Él volvió a abrir la boca, pero Neely sabía que tenía que dejarle claro lo mucho que le interesaba la casa.
–Escúcheme –insistió–. Se cansará de ella. Odiará la humedad. Se cansará de la niebla. Y no le gustará que haya pájaros rondando por la terraza. Deseará volver a su ático. ¡Estoy segura! Así que sólo quiero que sepa que, cuando ocurra, yo se la compraré por la misma cantidad que le ofrecí a Frank, o hasta diez mil dólares más. Y conseguiré la financiación.
Si era necesario, le pediría ayuda a Max.
Miró fijamente a Sebastian y esperó a que respondiese, pero él no dijo ni una palabra. Pasó medio minuto.
–¿Ha terminado ya? –le preguntó entonces.
–Sí –contestó ella.
–Entonces, dígame. ¿Por qué quiere la casa?
Neely deseó que no le hubiese preguntado aquello. Se le daba bien hacer amigos, se había visto obligada a ello, pero le costaba hablar de su vida privada. Y no quería hacerlo con un hombre que tendía a prejuzgar a los demás.
Pero no le había dicho que no fuese a vendérsela. Y estaba esperando una respuesta. Así que tenía que dársela.
–No lo sé –y lo había pensado mucho–. He vivido en muchos lugares. Aquí, en California, Montana, Minnesota, Wisconsin. Nos mudábamos constantemente, nada era permanente… Al menos, hasta que cumplí los doce años.
–¿Qué pasó cuando cumplió doce años?
–Que mi madre se casó.
Él pareció sorprenderse con la respuesta.
–Mis padres nunca se casaron –le explicó Neely–. Mi padre se pasaba el día trabajando y mi madre era un alma libre. Rompieron antes de que yo naciese. Nos quedamos un año en Seattle, pero luego mi madre decidió irse a una comuna en California. Como ya he dicho, íbamos de un lado a otro. Y entonces conoció a John y se casaron. Fue estupendo.
Él parecía todavía más sorprendido.
–De verdad –insistió Neely–. Teníamos un hogar. Me encantaba. Durante seis años, fue genial. Luego me marché a la universidad y… Ya sabe cómo es la universidad, uno nunca se siente como en casa. Cuando terminé viví primero en un apartamento, luego, en otro. Cuando llegué aquí, alquilé otro durante un mes. Cuando Frank me comentó que quería alquilar una habitación, vine a ver la casa y… lo sentí. Me sentí en casa. Ése es el motivo.
–Es todo sentimiento.
–¿Hay algo de malo en ello?
Él no contestó.
–¿Va a pintarla de rosa?
–¿Qué?
Era la acusación que le había hecho la única vez que habían trabajado juntos, que ella quería pintarlo todo de rosa. No obstante, a Neely le había dado igual, ya que había sido el cliente quien había pedido ese color.

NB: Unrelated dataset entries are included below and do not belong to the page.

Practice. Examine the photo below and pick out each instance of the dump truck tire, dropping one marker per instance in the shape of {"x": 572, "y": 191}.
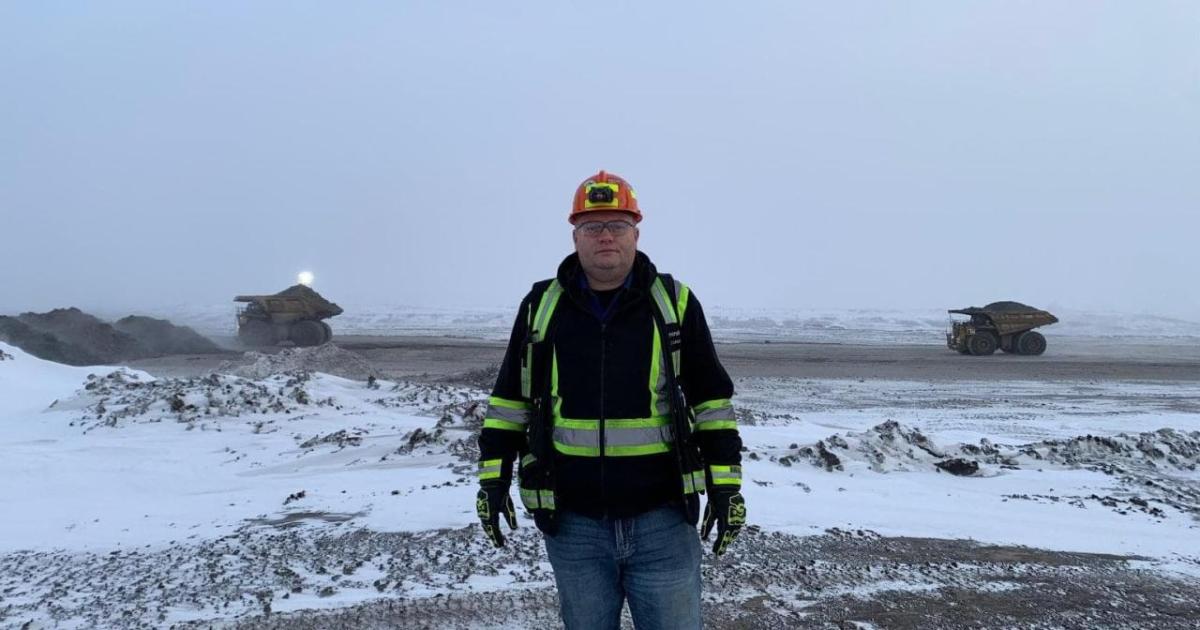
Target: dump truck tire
{"x": 256, "y": 334}
{"x": 1031, "y": 343}
{"x": 306, "y": 333}
{"x": 982, "y": 343}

Lo miró fijamente. Y él mantuvo la vista clavada en la suya.
Hasta que sonó su teléfono móvil.
Sebastian se metió la mano en el bolsillo del vaquero, haciendo que Neely se fijase de nuevo en su atlético cuerpo.
Frunció el ceño. ¿Por qué le había preguntado si iba a pintar la casa de rosa? Sebastian había abierto los botes de pintura, así que ya debía de haber visto que ninguno era rosa.
–Tengo que responder al teléfono –se disculpó.
–Adelante –contestó, pero él ya se había vuelto hacia la puerta.
Le sorprendió su tono de voz, mucho más dulce de lo habitual. Hasta parecía estar sonriendo.
–Eh, ¿qué ocurre?
Debía de ser su novia.
Sin saber por qué, aquello la sorprendió. Aunque era lo suficientemente guapo. Y tal vez tuviese un lado que no mostraba en el trabajo. Quizás era encantador cuando salía de allí. Aunque, según Max, Sebastian trabajaba tantas horas al día como él.
No oyó qué más decía, porque salió a la terraza. Neely tampoco quiso escucharlo a escondidas. No tenía ningún interés en oírle murmurar tonterías a su novia. No podía ni imaginárselo.
Aunque no pudo evitar hacerlo. Debía de ser una mujer alta, rubia y delgada. Inexpresiva. De las que tenían todo el día una sonrisa tonta en los labios.
¿Serían capaces, entre los dos, de generar el suficiente calor como para romper el hielo?
Entonces, Sebastian habló en voz alta.
–No llores, por favor –dijo exasperado–. Odio oírte llorar.
¿Había hecho llorar a su novia?
Lo vio hacer una mueca, suspirar, colgar el teléfono y dejarlo en la hamaca que había en la terraza.
–Eso no ha estado bien –comentó Neely en voz alta.
–¿El qué? –preguntó él, volviéndose a mirarla.
–Hacerla llorar y luego colgarle.
–Volverá a llamar –dijo Sebastian, entrando en el salón sin recoger el teléfono.